TIPP-ing the Distress

Getting to that place of “healthy and safe” means finding some balance. You notice that I didn’t say getting to the place of “being ok” because it is perfectly ok to not be ok!! When we are waaaaay over on the emotional side of the scale and need to move back toward the rational side to even things out, one distress tolerance skill is known as the TIPP Skill.

TIPP stands for Temperature, Intense exercise, Paced breathing, and Paired muscle relaxation. This skill is designed to help get you away from that breaking point, the “last straw” moment, or as one website calls it, the metaphorical ledge.
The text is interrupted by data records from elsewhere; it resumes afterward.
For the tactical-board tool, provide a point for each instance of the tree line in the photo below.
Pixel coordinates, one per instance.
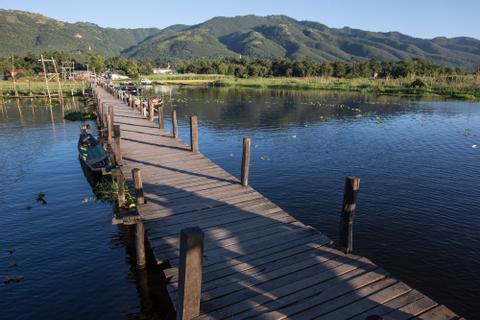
(29, 64)
(248, 67)
(243, 67)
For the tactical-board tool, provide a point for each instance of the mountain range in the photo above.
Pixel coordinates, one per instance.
(260, 37)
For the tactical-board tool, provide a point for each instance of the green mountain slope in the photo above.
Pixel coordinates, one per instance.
(281, 36)
(22, 32)
(262, 37)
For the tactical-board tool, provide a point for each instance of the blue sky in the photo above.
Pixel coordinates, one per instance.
(421, 18)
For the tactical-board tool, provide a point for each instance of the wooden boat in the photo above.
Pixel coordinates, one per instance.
(92, 153)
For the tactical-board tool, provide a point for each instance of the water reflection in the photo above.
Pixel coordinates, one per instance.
(418, 162)
(66, 251)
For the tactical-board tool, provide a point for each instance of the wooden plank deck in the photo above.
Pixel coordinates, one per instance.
(259, 262)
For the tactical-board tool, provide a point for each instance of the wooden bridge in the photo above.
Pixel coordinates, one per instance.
(229, 252)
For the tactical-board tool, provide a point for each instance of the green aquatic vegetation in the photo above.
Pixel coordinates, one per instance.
(377, 120)
(467, 132)
(107, 190)
(80, 116)
(41, 198)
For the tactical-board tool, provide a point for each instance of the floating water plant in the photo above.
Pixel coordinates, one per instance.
(80, 116)
(107, 190)
(41, 198)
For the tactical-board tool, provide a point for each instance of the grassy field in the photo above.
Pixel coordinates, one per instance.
(456, 87)
(38, 87)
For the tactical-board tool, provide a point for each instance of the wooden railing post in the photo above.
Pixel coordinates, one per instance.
(245, 161)
(139, 228)
(150, 111)
(352, 186)
(193, 134)
(174, 124)
(161, 117)
(140, 245)
(190, 273)
(116, 144)
(137, 181)
(109, 129)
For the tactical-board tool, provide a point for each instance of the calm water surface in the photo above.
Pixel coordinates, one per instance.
(418, 162)
(417, 213)
(73, 263)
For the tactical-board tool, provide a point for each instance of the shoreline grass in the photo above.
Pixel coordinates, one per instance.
(38, 87)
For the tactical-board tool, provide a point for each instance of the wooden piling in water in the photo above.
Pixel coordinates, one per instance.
(245, 161)
(352, 186)
(190, 273)
(140, 245)
(174, 124)
(193, 134)
(137, 181)
(109, 129)
(150, 111)
(120, 190)
(117, 151)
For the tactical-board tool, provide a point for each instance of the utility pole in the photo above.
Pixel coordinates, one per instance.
(53, 77)
(46, 78)
(60, 91)
(13, 73)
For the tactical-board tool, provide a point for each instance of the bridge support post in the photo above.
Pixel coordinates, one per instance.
(352, 186)
(140, 245)
(109, 129)
(190, 273)
(174, 124)
(117, 152)
(150, 111)
(137, 181)
(139, 228)
(245, 161)
(161, 117)
(120, 190)
(193, 134)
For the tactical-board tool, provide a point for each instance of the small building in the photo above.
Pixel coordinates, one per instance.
(164, 71)
(115, 76)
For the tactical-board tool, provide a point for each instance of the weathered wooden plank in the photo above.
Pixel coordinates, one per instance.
(394, 304)
(438, 313)
(259, 262)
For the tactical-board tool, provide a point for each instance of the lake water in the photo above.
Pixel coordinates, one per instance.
(416, 217)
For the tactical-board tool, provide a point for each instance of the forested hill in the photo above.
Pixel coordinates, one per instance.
(259, 37)
(23, 32)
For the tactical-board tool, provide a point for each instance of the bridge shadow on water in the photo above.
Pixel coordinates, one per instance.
(267, 266)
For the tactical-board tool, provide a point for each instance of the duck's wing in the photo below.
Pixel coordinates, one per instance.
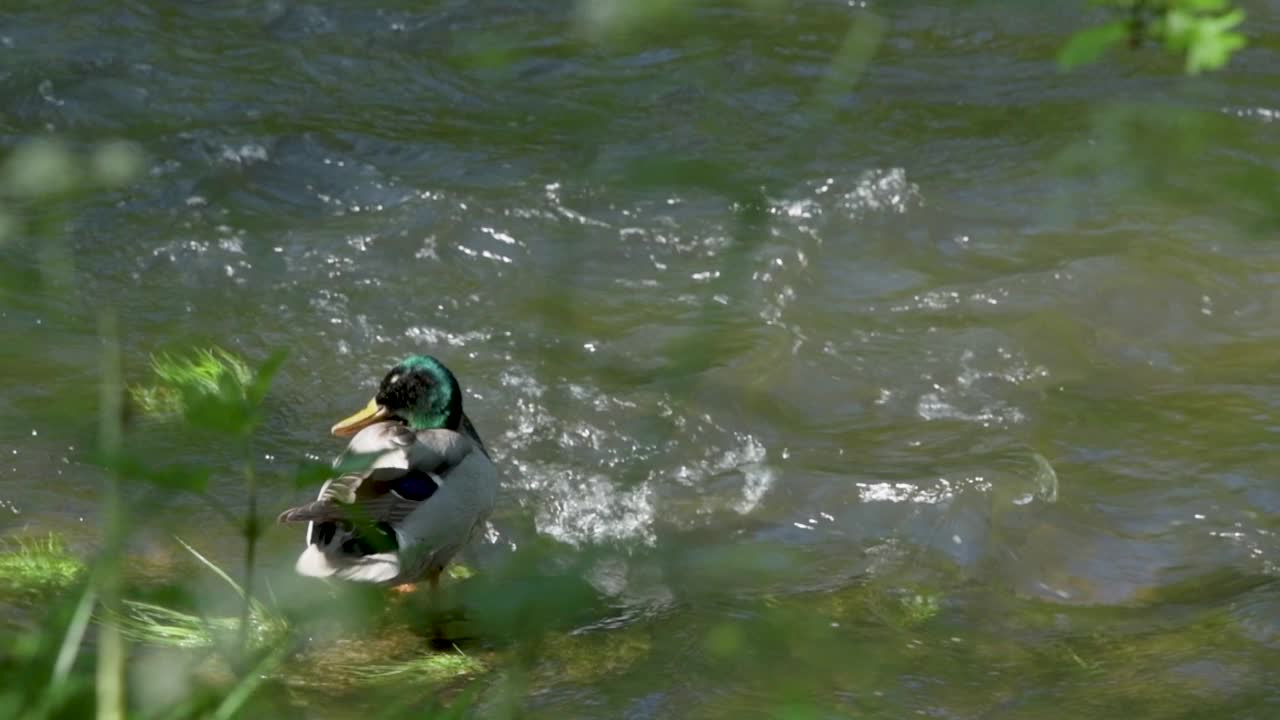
(387, 472)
Whether you notice or not, when we get upset, our body temperature raises. You are going for a literal “chill out” moment with this skill. Suggested ideas include holding an ice cube in your hand (or a cold pack), splash your face with cold water, step out in snow in bare feet (don’t stay out so long you get frostbite), or take a cold shower.

(I)ntense exercise

Don’t let the word “exercise” scare you off. Is there an activity you can do that matches your emotion? Increasing your oxygen flow helps to decrease stress. If you are runner, go for an intense run. Not a runner, how about some jumping jacks? Shoot some baskets or another sport. Be mindful of your physical limits and be safe in what you chose. For a long time I was very limited in my mobility yet I was able to pace around pretty well and that worked for me. Wearing yourself out seems to be a great distraction tool.

(P)aced breathing

Yes, breathing is always going to be a part of every skill! As mentioned before, when you are in different emotional states, your breathing will be different. Be mindful of how you are breathing and try to pace your breathing by slowing it down and taking good, deep breaths. Breathe out slower than you breathe in to help return to a calmer pace. Think about the different mindful breathing exercises. This is a good place to practice square breathing.

(P)aired muscle relaxation

This works with your breathing. Choose a muscle group – let’s choose your arms. As you breathe in, tense up your arms (not so tight that you get a cramp), notice the tension. As you breathe out, relax those muscles. Notice how they relax. Repeat with these muscles then move on to another set. Notice how your body starts to relax. I will do this by starting at my toes and working my way up my body.